John Edward was 15 when he first learned of his life's work.{3} He received a reading from a psychic who told him that he would help bring comfort to the living by reuniting them with those who had crossed over to the other side. Since then, John has gone from doing private readings in his home to making appearances on popular radio and television shows. He has been a guest on Entertainment Tonight, The Crier Report, and The Maury Povich Show, just to name a few. He's also been interviewed by The New York Times, Entertainment Weekly, and others. He's authored three books, produced a series of audio tapes that explain how to communicate with the other side, and, since June 2000, he's had his own television show, Crossing Over with John Edward.

The story of James Van Praagh is similar. On his Web site we learn that James was 24 when a medium told him that he would be in the same line of work within just two years.{4} Although James was initially skeptical, he soon realized that he indeed had the ability to communicate with the dead. Since that time, James has gone from doing psychic readings for friends, to making television appearances on such shows as NBC's The Other Side, Oprah, and 20/20. In addition to writing four books, he's produced two meditation tapes and a video about psychic development. The popular CBS mini-series, Living with the Dead, was based on his life and work. And since September 2002, he's been the star of his own television show, Beyond with James Van Praagh.
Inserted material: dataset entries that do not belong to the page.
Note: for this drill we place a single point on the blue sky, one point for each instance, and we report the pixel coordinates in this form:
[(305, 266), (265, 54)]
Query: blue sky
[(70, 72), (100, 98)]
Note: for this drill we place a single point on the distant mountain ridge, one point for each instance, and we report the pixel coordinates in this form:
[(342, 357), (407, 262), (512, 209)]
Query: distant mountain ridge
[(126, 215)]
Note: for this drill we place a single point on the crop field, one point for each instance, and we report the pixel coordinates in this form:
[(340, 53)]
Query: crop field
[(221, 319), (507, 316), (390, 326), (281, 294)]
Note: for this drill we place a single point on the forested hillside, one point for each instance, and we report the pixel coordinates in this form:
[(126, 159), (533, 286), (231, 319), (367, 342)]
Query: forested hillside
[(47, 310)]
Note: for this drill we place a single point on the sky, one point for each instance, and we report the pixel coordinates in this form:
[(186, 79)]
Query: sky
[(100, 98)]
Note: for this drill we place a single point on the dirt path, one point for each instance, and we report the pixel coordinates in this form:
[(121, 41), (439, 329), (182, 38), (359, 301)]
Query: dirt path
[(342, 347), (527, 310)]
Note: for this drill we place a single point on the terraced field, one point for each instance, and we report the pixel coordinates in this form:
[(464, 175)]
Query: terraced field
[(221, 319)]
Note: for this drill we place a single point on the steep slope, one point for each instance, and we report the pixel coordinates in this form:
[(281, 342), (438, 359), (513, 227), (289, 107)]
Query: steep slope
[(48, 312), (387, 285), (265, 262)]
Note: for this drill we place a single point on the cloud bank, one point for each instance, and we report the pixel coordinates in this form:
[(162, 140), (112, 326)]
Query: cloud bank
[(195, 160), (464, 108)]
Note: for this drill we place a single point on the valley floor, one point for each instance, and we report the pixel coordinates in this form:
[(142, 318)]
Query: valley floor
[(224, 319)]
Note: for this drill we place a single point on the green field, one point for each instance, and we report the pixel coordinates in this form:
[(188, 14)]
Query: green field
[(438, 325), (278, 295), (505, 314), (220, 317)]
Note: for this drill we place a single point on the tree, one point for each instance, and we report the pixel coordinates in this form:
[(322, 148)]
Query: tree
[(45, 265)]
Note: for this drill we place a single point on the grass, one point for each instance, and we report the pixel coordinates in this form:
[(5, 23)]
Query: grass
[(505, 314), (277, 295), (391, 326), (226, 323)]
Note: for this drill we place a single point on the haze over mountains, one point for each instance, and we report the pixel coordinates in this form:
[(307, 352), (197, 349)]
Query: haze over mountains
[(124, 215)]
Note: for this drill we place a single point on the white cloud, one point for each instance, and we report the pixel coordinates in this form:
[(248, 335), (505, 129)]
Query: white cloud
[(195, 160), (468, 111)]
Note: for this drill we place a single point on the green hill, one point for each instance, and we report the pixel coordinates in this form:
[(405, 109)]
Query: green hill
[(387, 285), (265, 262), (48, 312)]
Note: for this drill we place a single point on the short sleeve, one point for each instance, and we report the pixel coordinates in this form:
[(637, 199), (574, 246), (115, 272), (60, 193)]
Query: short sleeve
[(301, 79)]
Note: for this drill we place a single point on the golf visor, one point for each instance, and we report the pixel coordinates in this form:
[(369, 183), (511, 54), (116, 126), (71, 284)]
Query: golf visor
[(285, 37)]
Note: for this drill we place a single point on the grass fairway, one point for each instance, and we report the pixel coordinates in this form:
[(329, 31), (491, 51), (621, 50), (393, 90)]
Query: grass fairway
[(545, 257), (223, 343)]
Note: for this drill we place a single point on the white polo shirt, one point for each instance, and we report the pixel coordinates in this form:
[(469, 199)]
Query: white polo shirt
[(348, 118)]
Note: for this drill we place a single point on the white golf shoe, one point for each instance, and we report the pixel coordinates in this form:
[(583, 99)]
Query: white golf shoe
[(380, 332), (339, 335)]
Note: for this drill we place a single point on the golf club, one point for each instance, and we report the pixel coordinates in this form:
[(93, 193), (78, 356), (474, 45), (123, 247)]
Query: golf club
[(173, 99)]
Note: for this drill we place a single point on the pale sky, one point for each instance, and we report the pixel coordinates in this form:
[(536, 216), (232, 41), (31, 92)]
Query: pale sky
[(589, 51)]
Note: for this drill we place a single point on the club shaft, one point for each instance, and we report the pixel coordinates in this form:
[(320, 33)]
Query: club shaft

What are Christians to make of all this? Is there good evidence that Edward and Van Praagh can really communicate with the dead? And what, if anything, does the Bible say about such matters? These are just a few of the questions that we will wrestle with in this article.

The Tricks of the Trade
Both John Edward and James Van Praagh claim the mediumistic ability to communicate with the dead. And thousands of adoring fans believe these claims are true. One reporter tells the story of Sally Morrison, who visited Edward after the death of her husband.{5} During the reading, Edward reportedly asked her, "I'm getting a screwdriver; what does that mean to you?" Ms. Morrison remembered that the day before she had spent an hour looking for a screwdriver in her late husband's tool box. Afterward she told the reporter, "It was such an everyday thing to bring up. But to me, it was incredibly comforting, a sign that Paul had been there." Apparently, Ms. Morrison was persuaded that Edward had really made contact with her late husband. Similar stories could also be told of James Van Praagh's apparent successes.

But if this is so, why haven't Edward and Van Praagh managed to convince the skeptics? Michael Shermer, who I must point out is also skeptical of Christianity, observes that there are three techniques commonly used by mediums to convince people of their alleged paranormal powers: cold reading, warm reading, and hot reading.{6} These techniques might be thought of as the tricks of the trade, so to speak.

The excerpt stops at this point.